A government mandate to the NHS aims to maintain a diagnosis rate of at least two thirds, as well as increase the numbers of people receiving a dementia diagnosis by 2020 (Department of Health, 2015). However, these objectives, which are further outlined in a recent government briefing (Parkin and Baker, 2016), may prove difficult, especially when the wider picture is consolidated with the antecedent research, and applied amidst the pros and cons of diagnosis wholly.

When looking at diagnosis in a clinical psychology picture frame, there are arguments supporting the concept, but also a backlash from the psychological community, with some fields within the area already abandoning diagnosis in theory and in practice. At a surface level, diagnosis is useful to: define clinical entities, determine treatment, and differentiate problems. On the other hand, a diagnosis is: imposed by an ‘expert’ and not by the client, shown to lead to self-fulfilling prophecies and despair, and tends to ignore sociodemographic factors. Despite there being supporting evidence (from clinical studies) and opposing evidence (from psychological studies), the purpose of diagnosis remains a grey area for most involved within the field. Aside from dementia, and neurodegenerative disorders affecting (mainly) the elderly population, the appropriateness of diagnosis can vary when applied in a psychiatric setting e.g. mental health where jargon such as ‘diagnostic labelling’ may be more prominent than (say) personality disorders.

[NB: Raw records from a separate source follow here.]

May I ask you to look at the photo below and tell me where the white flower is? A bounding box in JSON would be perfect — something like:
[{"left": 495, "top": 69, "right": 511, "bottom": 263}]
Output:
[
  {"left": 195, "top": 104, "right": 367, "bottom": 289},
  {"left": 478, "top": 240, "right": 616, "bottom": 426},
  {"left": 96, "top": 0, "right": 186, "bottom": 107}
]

With regards to the wider literature, diagnosis tends to show ubiquity within psychiatry and whilst it does yield positive support, inauspicious effects of ‘labelling’ are not unheard of. For example, a recent study (Lam, Salkovskis and Hogg, 2015) found borderline personality disorder (BPS) labelling to be associated with more negative ratings of a woman’s problems and her prognosis. However, conflicting evidence suggests that the effect of labelling depends on what the label implies (Huibers and Wesseley, 2006). Their study on chronic fatigue syndrome (CFS) concluded that the act of diagnosis is a trade-off between: empowerment, group support, and illness validation juxtaposed with the risk of ‘diagnosis as self-fulfilling prophecy of non-recovery’. Together with assessment and treatment, the evidence suggests that there is an unequivocal demand for diagnosis, especially in the clinical branch of psychology. However, it is a combination of both objective and subjective reasoning that ultimately leads to and maintains their use within these disciplines.